Preparation and Characterization of Polypropylene / MWCNT Dispersions
ORAL
Abstract
Dispersions of multiwall carbon nanotubes in polypropylene are prepared via melt batch mixing and solid-state shear pulverization, and characterized via linear viscoelastic measurements, SEM, polypropylene crystallization kinetics, electrical conductivity and dynamic mechanical analysis. Increasing the intensity or duration of the melt mixing leads to higher dispersion, evidenced by increases in a low-frequency elastic plateau and accelerated PP crystallization kinetics attributed to more effective heterogeneous nucleation.

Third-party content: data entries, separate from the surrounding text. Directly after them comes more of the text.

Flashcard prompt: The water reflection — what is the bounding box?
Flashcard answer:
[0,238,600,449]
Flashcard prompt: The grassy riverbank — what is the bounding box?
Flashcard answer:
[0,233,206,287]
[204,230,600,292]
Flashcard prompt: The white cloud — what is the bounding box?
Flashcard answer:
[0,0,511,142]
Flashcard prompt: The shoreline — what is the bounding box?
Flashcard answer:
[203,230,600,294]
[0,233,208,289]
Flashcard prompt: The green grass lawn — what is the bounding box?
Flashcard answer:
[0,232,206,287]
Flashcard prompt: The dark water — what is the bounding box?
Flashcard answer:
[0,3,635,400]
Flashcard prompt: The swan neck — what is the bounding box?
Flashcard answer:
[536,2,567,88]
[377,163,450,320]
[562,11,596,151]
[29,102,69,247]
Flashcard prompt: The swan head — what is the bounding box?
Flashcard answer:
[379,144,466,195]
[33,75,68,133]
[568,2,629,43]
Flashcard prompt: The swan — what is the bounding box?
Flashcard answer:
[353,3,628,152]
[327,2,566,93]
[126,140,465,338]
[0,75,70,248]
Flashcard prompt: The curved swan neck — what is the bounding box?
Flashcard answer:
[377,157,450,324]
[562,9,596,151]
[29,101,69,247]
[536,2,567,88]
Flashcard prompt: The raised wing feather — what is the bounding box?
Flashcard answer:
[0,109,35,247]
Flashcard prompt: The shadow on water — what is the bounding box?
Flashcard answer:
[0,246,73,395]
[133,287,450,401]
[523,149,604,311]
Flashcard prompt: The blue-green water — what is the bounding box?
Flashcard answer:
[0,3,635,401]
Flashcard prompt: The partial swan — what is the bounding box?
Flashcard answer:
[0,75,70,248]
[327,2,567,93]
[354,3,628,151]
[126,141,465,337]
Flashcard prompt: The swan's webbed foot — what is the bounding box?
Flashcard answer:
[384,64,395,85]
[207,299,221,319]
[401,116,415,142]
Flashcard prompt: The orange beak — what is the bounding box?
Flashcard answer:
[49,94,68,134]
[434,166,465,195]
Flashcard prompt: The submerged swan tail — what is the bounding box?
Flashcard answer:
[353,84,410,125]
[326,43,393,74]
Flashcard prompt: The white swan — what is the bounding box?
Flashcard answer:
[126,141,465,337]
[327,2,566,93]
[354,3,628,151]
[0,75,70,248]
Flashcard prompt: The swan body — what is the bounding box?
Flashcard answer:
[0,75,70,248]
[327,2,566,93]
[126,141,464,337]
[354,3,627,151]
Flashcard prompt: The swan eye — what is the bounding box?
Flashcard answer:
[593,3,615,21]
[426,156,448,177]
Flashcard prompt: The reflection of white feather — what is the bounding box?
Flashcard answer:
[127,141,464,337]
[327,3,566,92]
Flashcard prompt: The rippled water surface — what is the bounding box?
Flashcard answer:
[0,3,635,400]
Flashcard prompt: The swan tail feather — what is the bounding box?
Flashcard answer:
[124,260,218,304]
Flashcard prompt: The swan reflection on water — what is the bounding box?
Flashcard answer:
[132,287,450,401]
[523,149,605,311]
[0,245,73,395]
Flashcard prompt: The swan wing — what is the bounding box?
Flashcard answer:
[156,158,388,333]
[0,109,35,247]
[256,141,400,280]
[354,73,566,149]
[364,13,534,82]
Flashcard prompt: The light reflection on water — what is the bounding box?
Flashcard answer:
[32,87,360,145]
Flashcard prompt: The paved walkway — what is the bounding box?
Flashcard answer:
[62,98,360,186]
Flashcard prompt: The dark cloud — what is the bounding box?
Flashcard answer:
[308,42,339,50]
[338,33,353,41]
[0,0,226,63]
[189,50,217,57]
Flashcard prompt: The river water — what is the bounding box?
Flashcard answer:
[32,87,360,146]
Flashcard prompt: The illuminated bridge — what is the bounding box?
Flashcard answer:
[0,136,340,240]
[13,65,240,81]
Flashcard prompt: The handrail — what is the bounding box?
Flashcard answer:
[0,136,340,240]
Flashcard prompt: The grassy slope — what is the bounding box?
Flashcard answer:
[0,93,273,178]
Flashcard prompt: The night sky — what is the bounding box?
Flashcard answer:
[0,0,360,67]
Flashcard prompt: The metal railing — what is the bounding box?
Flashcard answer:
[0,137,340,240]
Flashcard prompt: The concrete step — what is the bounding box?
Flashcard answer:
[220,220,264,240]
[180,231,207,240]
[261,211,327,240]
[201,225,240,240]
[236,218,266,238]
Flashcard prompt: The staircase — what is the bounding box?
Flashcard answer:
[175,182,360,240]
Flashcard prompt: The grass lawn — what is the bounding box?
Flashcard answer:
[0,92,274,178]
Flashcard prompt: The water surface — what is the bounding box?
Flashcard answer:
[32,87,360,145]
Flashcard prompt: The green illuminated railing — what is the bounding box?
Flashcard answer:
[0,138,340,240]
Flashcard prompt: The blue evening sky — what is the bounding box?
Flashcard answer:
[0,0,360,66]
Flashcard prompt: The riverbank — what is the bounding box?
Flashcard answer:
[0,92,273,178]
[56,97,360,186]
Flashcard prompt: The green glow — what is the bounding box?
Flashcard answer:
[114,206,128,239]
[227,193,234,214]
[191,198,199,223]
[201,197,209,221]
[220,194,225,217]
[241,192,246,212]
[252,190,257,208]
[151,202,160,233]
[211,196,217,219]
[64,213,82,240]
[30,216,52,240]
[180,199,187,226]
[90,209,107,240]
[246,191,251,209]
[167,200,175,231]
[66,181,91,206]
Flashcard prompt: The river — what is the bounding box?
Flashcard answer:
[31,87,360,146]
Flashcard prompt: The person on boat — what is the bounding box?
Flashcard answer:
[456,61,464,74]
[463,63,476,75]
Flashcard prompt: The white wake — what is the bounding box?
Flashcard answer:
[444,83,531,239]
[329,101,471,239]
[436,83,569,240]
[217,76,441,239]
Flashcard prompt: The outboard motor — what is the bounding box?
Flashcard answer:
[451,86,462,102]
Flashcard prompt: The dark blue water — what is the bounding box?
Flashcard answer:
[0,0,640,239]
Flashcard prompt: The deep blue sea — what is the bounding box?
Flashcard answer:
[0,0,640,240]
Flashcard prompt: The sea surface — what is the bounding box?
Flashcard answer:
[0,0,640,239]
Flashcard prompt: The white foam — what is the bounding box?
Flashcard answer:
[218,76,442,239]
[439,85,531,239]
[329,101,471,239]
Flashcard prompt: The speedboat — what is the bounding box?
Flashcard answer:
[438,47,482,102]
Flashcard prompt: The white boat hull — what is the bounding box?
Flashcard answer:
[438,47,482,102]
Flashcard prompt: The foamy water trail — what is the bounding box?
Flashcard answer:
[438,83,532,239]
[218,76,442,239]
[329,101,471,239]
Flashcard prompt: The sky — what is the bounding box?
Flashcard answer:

The sample prepared by pulverization exhibits faster crystallization kinetics than any of the melt blended samples, but in contrast shows no measurable low frequency elastic plateau. Electrical conductivity measurements similarly show higher conductivity in melt blended samples. This may be attributable to scission of the nanotubes during pulverization, such that even well dispersed tubes cannot form an entangled network at a given concentration. At the same time, pulverized composites show marked increase in stiffness at low loadings, indicating that tube scission due to pulverization is not catastrophic. Conversely, long mixing times required in melt blending cause substantial thermal degradation of the polymer matrix with a corresponding loss of mechanical properties.